Perhaps unsurprisingly, Eleven Madison’s wine director Watson Brown says they’re not ready to jettison the 5,000-strong cellar at Eleven Madison Park just yet. “We are offering an entirely plant-based menu, but veganism is a label that implies more than we are practising,” he says. But thanks to the rise of sustainable and low-intervention winemaking, he adds, more fine wines than ever are now vegan by default, even if they don’t advertise themselves as such. He singles out Pierre and Jean Gonon in the Northern Rhône, Domaine Tempier in Provence, and Pierre Cotton in Beaujolais as good examples.

Determining whether a wine is vegan or not can be complicated. For most vegans, it simply boils down to whether the fining agent is animal-derived or not. (Many natural wines aren’t fined at all, and so are automatically vegan.) But there are some who refuse wine sealed with beeswax or labelled with animal glue as well. Biodynamic winemaking – which calls for soil preparations using cow horn – can also present a problem.
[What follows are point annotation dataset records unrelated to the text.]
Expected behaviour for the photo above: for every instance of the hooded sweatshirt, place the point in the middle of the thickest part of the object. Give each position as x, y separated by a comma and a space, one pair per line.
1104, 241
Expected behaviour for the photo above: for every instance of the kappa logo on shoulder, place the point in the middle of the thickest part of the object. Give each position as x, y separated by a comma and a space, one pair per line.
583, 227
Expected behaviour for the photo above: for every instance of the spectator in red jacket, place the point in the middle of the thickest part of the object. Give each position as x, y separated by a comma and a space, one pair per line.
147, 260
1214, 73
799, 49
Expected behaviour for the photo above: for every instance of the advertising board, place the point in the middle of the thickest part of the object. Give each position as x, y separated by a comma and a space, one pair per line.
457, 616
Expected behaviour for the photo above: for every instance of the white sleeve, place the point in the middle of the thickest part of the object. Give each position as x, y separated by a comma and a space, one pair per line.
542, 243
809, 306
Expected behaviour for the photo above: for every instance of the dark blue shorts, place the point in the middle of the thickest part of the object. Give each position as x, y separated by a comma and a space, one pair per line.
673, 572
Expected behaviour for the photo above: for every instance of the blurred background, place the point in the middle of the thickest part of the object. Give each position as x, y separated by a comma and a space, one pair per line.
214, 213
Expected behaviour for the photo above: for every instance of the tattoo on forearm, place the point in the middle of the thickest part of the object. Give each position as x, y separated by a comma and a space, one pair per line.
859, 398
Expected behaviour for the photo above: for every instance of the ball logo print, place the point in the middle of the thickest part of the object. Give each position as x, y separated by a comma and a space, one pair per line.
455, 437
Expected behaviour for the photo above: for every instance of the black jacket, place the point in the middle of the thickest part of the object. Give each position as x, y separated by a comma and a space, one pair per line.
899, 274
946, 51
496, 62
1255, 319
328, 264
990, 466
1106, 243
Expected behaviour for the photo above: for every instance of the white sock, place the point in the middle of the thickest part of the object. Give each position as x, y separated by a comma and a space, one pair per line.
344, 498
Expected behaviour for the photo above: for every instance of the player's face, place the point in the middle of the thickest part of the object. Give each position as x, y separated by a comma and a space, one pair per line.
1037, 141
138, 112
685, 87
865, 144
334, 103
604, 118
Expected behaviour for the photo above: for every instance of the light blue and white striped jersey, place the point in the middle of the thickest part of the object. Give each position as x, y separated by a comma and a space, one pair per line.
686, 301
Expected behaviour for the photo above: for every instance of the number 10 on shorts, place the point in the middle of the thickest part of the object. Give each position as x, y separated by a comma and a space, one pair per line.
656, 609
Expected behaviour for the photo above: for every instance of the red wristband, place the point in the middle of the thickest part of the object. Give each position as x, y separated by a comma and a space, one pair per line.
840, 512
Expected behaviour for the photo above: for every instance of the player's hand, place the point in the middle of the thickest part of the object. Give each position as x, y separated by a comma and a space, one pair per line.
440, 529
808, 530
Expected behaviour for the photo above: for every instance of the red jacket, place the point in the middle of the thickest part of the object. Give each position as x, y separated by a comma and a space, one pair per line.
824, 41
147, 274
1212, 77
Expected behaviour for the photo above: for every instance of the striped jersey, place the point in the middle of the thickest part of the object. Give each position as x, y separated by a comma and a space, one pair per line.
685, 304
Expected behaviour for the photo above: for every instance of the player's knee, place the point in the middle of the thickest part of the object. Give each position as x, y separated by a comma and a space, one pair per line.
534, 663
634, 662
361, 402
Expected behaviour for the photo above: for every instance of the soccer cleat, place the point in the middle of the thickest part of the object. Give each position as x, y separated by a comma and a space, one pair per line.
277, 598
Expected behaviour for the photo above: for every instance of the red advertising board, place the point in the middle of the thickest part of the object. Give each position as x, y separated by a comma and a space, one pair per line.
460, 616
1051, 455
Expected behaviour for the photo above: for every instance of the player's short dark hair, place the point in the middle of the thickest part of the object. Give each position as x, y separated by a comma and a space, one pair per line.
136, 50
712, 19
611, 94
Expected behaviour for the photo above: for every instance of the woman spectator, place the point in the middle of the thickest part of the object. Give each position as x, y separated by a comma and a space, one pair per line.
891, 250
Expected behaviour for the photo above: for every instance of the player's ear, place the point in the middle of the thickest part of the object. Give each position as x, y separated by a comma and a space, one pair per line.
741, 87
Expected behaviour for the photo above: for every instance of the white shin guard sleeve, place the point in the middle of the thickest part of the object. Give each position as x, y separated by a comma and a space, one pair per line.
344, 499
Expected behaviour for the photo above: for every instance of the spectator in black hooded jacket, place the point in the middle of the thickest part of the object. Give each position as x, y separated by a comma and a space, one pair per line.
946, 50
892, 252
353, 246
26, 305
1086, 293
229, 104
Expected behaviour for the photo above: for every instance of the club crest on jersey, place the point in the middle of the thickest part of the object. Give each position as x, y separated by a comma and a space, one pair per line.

“You can very quickly disappear down the rabbit hole,” admits David Havlik, head sommelier at London’s top vegan restaurant Gauthier Soho, where the wine list is 100 per cent vegan. As a rule, wines that are lighter on oak and lower in alcohol tend to pair better with plant-based dishes, he says. “I love the Bourgogne Blanc 2019 from Fanny Sabre – it’s fantastic with our truffle tortellini. For more spicy dishes I like the Gewürztraminer Turckheim 2015 from Alsace’s Domaine Zind Humbrecht, which is beautifully light and fresh, but also has lots of ageing potential.” His go-to supplier for vegan wine is natural-wine specialist Les Caves de Pyrene.

Less than two per cent of the UK population currently identifies as vegan. But numbers quadrupled between 2014 and 2019. And retailers are taking note: Marks & Spencer has pledged to make its entire wine range vegan-friendly by 2022. With buying power like that behind the movement, vegan wine could soon be the norm.